После этого пожелания принц уехал, не слушая ответа, который я мог бы ему дать. Я мог бы сказать ему, что, веля взять себе это письмо из рук еврея, он мог бы говорить, что Его Величество оказал мне эту милость, и что весь город мог бы отнести это в ущерб моей чести.
Принцы, наделенные чистым сердцем и великодушной душой, часто не считают нужным вдумываться в суть деталей, необходимую для спасения деликатности персоны, по отношению к которой они собираются проявить милость. Поступок этого принца по отношению ко мне немного слишком несет в себе от его благородного характера. Он не мог отнестись ко мне по-другому и предполагая во мне мошенника и желая однако показать, что он меня извиняет, взяв на себя все дурные последствия моего жульничества. И может быть, он так и думал, сказал я себе через мгновенье после того, как он меня покинул. Зачем он вмешался? Почему не сделал вид, что игнорирует эту низкую распрю? Еврей внушил ему жалость или я? Если это я, я обязан дать ему урок, не оскорбляя, однако, героя.
Я размышлял таким образом, возвращаясь к себе, над заключением диалога. Я счел его пожелание доброго путешествия весьма неудачным в наше время. Сказанное принцем, которого я должен воспринимать как повелителя, такое пожелание становится приказом уезжать.

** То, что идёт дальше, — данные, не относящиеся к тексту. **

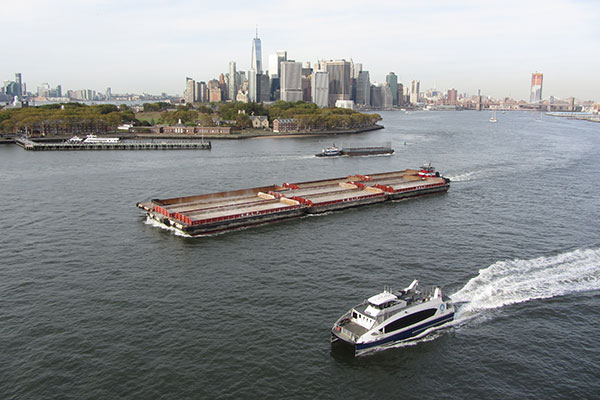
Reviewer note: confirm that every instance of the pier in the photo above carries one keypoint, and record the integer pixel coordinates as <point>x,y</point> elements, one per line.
<point>126,144</point>
<point>217,212</point>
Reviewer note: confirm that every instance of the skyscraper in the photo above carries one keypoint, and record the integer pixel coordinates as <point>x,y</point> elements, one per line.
<point>452,97</point>
<point>264,88</point>
<point>339,80</point>
<point>19,81</point>
<point>256,63</point>
<point>392,80</point>
<point>233,82</point>
<point>275,63</point>
<point>320,88</point>
<point>190,91</point>
<point>291,81</point>
<point>386,96</point>
<point>536,87</point>
<point>252,86</point>
<point>363,89</point>
<point>415,87</point>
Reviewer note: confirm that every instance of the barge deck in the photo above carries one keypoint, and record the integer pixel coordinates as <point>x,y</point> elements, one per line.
<point>217,212</point>
<point>128,144</point>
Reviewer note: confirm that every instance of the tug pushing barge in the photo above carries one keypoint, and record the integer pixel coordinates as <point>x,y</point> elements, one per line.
<point>216,212</point>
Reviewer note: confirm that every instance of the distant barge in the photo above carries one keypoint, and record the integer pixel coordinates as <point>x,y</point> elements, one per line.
<point>115,144</point>
<point>216,212</point>
<point>334,151</point>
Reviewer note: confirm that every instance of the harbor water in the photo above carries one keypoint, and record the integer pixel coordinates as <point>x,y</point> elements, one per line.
<point>97,303</point>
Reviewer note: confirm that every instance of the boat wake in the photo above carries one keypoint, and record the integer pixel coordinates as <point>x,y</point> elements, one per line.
<point>156,224</point>
<point>518,281</point>
<point>468,176</point>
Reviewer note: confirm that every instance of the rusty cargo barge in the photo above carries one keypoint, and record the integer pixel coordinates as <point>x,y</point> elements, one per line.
<point>217,212</point>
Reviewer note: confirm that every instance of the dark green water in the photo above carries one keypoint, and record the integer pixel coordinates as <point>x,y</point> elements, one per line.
<point>97,304</point>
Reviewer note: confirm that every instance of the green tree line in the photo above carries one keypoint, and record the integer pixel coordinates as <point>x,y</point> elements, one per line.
<point>57,119</point>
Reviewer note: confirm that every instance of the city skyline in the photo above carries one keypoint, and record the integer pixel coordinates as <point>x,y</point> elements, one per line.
<point>462,44</point>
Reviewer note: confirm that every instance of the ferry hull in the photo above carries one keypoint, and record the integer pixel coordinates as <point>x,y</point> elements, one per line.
<point>403,336</point>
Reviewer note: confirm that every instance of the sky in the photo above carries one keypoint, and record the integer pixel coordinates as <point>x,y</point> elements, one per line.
<point>152,46</point>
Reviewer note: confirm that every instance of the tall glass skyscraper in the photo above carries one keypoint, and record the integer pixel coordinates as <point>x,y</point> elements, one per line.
<point>392,80</point>
<point>536,87</point>
<point>256,64</point>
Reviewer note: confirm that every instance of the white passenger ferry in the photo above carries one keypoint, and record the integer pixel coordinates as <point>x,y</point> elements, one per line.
<point>392,317</point>
<point>93,139</point>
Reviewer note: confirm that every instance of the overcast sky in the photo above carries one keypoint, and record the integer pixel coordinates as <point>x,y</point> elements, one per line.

Так что я решил ни оставаться в Брюнсвике, потому что оставшись, я мог бы дать основание для благоприятного суждения в пользу еврея, ни уезжать, потому что мог этим дать принцу основание поверить, что, уезжая, я воспользовался добротой, которую он проявил по отношению ко мне, подарив мне пятьдесят луи, которые я должен был бы вернуть еврею, если бы был виновен.
После этих рассуждений, продиктованных осторожностью и завязанных с честью, которые должны были бы выйти из головы более здоровой, чем моя, я заказываю лошадей, укладываю чемодан, обедаю, плачу хозяину и, ни с кем не прощаясь, отправляюсь в Вольфенбюттель с намерением оставаться там неделю, уверенный, что не буду скучать, потому что именно там находится третья по величине библиотека Европы. У меня давно было сильное желание внимательно изучить ее.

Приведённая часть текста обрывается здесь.